The glass knob came off in her hands, cutting her palms and fingers. “Noah?” she called, and heard him whimper.
Looking through the hole left by the broken knob, she saw into her son’s room where all had gone quiet except for the tinkling notes from the mobile as it spun slowly over his crib. The tiny seahorse and crab seemed to be laughing at her, and she knew in her heart that her son was gone again.
Falling onto the floor, she lay in a shivering puddle of despair and terror. “Noah,” she whispered brokenly, her tears mingling with the blood dripping from her clenched fists, “where are you? Where? ”
“Ava!” Wyatt’s sharp voice cut into her sobs. “Ava! Wake up!”

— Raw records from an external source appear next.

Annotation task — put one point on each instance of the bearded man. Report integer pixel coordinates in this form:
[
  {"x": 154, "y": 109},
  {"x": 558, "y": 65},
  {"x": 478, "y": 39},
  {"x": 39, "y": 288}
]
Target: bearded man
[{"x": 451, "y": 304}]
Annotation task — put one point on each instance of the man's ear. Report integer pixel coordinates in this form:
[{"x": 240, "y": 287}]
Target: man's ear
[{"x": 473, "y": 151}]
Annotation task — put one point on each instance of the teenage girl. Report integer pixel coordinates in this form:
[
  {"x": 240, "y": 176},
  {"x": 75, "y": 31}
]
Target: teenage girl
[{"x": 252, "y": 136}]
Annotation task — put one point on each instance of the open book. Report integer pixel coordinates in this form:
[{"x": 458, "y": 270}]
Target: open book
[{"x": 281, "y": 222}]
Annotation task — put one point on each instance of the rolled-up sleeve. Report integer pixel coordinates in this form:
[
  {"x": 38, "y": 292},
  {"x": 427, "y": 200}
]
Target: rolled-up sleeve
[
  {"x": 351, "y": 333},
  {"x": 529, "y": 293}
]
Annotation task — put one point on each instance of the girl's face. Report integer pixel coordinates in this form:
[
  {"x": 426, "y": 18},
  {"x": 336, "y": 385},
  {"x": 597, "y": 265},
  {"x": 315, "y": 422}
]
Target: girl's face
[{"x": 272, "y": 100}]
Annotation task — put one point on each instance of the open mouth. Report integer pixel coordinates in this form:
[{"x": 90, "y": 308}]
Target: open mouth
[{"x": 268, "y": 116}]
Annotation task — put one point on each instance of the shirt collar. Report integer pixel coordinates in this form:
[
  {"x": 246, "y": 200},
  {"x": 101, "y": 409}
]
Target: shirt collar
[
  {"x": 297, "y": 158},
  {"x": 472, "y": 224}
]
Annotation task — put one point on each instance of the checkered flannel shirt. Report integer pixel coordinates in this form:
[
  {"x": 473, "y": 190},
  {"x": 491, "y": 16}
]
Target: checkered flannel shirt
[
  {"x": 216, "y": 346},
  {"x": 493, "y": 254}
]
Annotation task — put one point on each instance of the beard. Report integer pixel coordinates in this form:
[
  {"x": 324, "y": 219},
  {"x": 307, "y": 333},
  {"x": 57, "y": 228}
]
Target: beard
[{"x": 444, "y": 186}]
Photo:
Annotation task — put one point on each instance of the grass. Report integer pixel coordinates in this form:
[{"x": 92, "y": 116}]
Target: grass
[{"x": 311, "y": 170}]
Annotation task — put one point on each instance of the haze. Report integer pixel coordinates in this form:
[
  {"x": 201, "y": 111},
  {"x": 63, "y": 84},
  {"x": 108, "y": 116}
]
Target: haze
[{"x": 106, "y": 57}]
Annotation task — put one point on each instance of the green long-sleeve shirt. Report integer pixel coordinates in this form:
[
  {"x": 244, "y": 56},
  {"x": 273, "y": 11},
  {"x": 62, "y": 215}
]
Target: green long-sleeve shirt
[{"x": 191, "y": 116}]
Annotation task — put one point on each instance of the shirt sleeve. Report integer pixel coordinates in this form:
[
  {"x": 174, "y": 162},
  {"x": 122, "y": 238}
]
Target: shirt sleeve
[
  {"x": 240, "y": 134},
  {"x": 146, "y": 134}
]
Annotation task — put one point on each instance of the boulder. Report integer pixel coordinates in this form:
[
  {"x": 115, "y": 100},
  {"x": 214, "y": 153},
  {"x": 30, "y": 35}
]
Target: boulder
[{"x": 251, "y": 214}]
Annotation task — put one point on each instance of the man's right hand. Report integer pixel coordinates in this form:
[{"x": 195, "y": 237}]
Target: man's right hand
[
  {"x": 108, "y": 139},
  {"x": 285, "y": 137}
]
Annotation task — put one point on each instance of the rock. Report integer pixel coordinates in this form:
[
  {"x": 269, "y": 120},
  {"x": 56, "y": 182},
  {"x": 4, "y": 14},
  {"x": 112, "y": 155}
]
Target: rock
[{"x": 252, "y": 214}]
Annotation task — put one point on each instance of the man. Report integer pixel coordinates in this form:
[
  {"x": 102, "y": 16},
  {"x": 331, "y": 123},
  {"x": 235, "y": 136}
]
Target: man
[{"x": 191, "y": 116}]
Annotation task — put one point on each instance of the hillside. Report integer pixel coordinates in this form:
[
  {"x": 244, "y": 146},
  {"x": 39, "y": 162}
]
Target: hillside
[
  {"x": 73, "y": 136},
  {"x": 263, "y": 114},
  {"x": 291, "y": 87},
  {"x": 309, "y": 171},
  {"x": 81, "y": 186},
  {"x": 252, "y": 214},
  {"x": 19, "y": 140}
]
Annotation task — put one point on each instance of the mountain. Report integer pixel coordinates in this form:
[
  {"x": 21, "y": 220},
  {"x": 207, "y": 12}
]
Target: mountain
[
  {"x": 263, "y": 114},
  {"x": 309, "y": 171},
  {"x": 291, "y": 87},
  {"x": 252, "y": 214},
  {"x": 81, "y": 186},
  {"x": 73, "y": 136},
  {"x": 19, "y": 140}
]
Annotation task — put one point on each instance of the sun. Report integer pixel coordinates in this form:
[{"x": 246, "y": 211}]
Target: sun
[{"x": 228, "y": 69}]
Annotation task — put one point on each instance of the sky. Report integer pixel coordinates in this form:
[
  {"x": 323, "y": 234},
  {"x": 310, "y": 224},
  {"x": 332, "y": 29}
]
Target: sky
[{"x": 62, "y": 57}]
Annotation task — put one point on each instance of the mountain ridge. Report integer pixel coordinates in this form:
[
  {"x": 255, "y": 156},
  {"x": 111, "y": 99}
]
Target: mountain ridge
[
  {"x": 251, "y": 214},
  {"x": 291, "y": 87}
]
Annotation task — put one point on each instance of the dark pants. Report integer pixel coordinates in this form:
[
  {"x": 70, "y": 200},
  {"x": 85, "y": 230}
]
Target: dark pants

Strong fingers wrapped around her shoulders, and she blinked hard against the sunlight streaming through the windows. Wyatt was leaning over the bed, shaking her gently.
“What?” she whispered, then sat up and scooted into the pillows toward the headboard, away from him. The dream, so real, clawed at her brain; she actually looked at her hands for any trace of blood, but they were unmarked, not so much as a scratch upon them. A dream. Only another dream.